I have created a resource for Azure API for FHIR Server . I am able to get see the metadata information using the URL like https://fhir-server-url/metadata . As mentioned in the documentation https://docs.microsoft.com/en-us/azure/healthcare-apis/access-fhir-postman-tutorial to access other URLs like https://fhir-server-url/Patient , we need to get the Authorization token first. To get the authorization token we need ClientID which we can get by creating an application in Azure Active Directory. But I don't have access to it.

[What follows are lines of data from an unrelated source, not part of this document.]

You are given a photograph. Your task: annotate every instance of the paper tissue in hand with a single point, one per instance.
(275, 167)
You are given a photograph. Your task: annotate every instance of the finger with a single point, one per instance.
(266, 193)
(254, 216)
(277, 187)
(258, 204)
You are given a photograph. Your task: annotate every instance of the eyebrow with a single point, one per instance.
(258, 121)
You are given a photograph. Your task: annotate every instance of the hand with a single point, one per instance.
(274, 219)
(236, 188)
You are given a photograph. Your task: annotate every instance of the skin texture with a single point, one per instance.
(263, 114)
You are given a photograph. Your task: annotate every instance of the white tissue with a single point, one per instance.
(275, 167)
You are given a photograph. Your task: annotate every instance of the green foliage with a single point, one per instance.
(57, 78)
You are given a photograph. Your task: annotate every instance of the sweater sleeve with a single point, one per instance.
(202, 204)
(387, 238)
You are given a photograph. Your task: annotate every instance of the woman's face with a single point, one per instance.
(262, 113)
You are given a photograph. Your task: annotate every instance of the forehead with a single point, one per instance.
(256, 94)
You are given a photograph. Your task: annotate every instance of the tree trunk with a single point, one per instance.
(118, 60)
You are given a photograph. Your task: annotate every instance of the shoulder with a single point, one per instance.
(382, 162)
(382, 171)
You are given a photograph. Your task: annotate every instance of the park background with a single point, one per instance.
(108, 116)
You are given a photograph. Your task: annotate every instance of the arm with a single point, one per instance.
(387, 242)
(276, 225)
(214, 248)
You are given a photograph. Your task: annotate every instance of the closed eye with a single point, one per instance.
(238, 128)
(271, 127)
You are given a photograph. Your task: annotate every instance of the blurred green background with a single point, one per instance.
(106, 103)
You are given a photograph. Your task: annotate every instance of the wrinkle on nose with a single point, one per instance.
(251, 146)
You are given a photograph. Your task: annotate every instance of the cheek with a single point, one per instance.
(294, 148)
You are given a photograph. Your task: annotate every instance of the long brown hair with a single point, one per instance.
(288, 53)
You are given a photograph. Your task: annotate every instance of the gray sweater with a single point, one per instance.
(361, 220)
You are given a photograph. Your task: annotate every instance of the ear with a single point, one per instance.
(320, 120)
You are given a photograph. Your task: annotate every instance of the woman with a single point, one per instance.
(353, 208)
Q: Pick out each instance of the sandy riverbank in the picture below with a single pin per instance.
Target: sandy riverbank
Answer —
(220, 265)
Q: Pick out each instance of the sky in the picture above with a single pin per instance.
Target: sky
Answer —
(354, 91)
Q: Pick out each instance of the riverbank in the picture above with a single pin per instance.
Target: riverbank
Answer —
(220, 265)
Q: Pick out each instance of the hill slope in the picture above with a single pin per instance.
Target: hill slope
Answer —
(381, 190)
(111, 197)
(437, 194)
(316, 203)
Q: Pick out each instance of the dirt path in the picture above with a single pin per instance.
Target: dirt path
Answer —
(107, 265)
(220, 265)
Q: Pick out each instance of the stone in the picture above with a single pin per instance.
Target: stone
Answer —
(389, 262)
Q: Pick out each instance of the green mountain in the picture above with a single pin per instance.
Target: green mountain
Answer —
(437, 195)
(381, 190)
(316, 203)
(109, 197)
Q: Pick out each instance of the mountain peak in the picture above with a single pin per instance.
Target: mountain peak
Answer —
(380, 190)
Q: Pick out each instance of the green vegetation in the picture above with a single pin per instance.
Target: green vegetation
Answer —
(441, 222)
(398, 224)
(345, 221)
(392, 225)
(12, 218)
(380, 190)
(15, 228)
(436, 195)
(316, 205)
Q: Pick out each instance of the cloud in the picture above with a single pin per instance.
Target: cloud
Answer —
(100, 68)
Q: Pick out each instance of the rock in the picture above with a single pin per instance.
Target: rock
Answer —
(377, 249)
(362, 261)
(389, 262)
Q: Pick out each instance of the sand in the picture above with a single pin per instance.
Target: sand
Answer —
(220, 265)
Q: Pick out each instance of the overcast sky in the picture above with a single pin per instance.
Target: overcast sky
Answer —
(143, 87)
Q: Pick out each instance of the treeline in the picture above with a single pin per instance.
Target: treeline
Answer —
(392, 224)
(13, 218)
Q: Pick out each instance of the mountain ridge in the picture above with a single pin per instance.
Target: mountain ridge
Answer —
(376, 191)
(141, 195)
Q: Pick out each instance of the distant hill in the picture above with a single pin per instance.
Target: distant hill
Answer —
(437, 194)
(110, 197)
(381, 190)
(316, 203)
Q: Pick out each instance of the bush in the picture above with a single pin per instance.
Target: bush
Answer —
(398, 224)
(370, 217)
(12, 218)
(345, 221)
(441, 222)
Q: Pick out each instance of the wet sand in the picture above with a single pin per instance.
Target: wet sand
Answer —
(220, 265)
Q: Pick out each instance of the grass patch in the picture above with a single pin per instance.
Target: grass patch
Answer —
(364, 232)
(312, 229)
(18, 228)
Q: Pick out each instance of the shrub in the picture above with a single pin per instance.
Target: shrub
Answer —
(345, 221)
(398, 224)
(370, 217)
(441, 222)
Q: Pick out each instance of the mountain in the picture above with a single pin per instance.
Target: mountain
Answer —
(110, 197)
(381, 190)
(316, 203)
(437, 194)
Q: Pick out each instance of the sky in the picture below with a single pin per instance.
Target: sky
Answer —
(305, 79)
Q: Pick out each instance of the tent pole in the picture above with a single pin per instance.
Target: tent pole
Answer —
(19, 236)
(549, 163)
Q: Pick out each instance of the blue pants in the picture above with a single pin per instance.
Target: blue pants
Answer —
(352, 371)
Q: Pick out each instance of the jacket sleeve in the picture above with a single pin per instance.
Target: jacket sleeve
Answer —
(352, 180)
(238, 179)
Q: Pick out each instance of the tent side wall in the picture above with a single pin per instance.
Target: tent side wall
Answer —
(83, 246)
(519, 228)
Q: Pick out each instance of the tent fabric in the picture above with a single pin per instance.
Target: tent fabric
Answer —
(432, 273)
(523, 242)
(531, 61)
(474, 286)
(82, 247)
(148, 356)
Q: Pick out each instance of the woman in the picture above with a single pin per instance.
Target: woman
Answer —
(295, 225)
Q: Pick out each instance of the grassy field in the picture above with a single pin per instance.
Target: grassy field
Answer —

Is there any way I could access this URL without requiring the authorization token? By making some setup in Azure Portal.

Answer 1

If you are using the first party audience (eg https://azurehealthcareapis ), which is the default when deploying the Azure API for FHIR, you can actually use a first party client application such as the Azure CLI to get a token. Check https://docs.microsoft.com/azure/healthcare-apis/get-healthcare-apis-access-token-cli for details.

First log in with the Azure CLI ( https://docs.microsoft.com/cli/azure/?view=azure-cli-latest ) :

az login

Get a token and store it

token=$(az account get-access-token --resource=https://azurehealthcareapis.com | jq -r .accessToken)

Use the token:

curl -X GET --header "Authorization: Bearer $token" https://<FHIR ACCOUNT NAME>.azurehealthcareapis.com/Patient

Answer 2

It looks like from the FHIR Server Doc you can turn this on or off based on the FhirServer:Security:Enabled config setting see https://github.com/microsoft/fhir-server/blob/master/docs/Authentication.md

"FhirServer" : {
"Security": {
    "Enabled":  true,
    "Authentication": {
        "Audience": "fhir-api",
        "Authority": "https://localhost:44348"
    }
}}

Answer 3

One way is to get your app registration in Azure Active Directory(AAD).

You would need two app registrations in AAD to get client Id & client secret for authorization token retrieval.